The Distance Between Lost and Found, by Kathryn Holmes
When I finished reading this one, I was astounded to learn that author Kathryn Holmes had never lived through an experience like this. It’s a lost-in-the-wilderness survival story and it plays out in this way that feels so true-to-life, with every tiny detail, every injury, every missed meal accounted for incredibly well. It has a wonderful emotional arc for main character Hallelujah, too, who struggles to gain her confidence back after a dude in her church youth group—who happens to be the preacher’s son—has spread awful lies about her. There are definitely some religious themes, which I thought might be off-putting, but they’re handled in thoughtful, interesting ways that add to the richness of the story. I guess what I’m saying is: maybe skip The Revenant and read this book instead.

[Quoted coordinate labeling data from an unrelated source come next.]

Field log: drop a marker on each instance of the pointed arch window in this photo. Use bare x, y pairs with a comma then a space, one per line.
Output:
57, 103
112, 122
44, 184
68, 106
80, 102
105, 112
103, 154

None of the Above, by I.W. Gregorio
It’s an amazing thing when you finish reading a highly engaging piece of fiction and feel like you’ve genuinely learned something, too. This book expanded my mind and my empathy without ever feeling preachy. Popular high school senior Kristin learns early on in the novel that she’s intersex, meaning that, though she presents as a female, she also has male organs. Soon the whole school finds out, and suffice it to say, Kristin quickly becomes a lot less popular. The story is told in a grounded, believable way, with characters you truly care about, so it never for a moment feels didactic. That said, it does force you to examine your own thoughts about gender, to wonder what you would do if you discovered this about yourself or your partner, which is why I truly believe this book should be required reading for every human being.
The Honest Truth, by Dan Gemeinhart
This book is sort of a MG cousin to The Distance Between Lost and Found—it’s the story of a young, terminally ill boy and his dog, making a trek up a mountain with the potentially limited time the boy has left–and it’s just as beautifully done. I cried a lot throughout this one and, even though I’m not a huge animal person, when I got to the last page, I thought, “Man, maybe I should get a dog,” which, trust me, says a lot about how terrific this book is. (It’s also worth mentioning that Dan’s second book, Some Kind of Courage, comes out today!)
Everything, Everything, by Nicola Yoon
You can actually feel the love bursting off the pages of this book, which is a huge-hearted delight from cover to cover. It follows Maddy—a girl whose compromised immune system means she’s never been able to leave the house her whole life—and what happens when she starts crushing on the new boy who’s moved in next door. The tone is unique, and Yoon nails it—grounded yet playful, moving without ever being precious, and along with the text, the book is filled with emails, graphs, and brilliant drawings by David Yoon, who, yes, happens to be the author’s husband. (I’m telling you; the love oozes.) As if all that’s not enough, it’s unpredictable, too, always a step ahead of the reader. So, yeah, if you like love and surprises and joy, this one’s worth a look.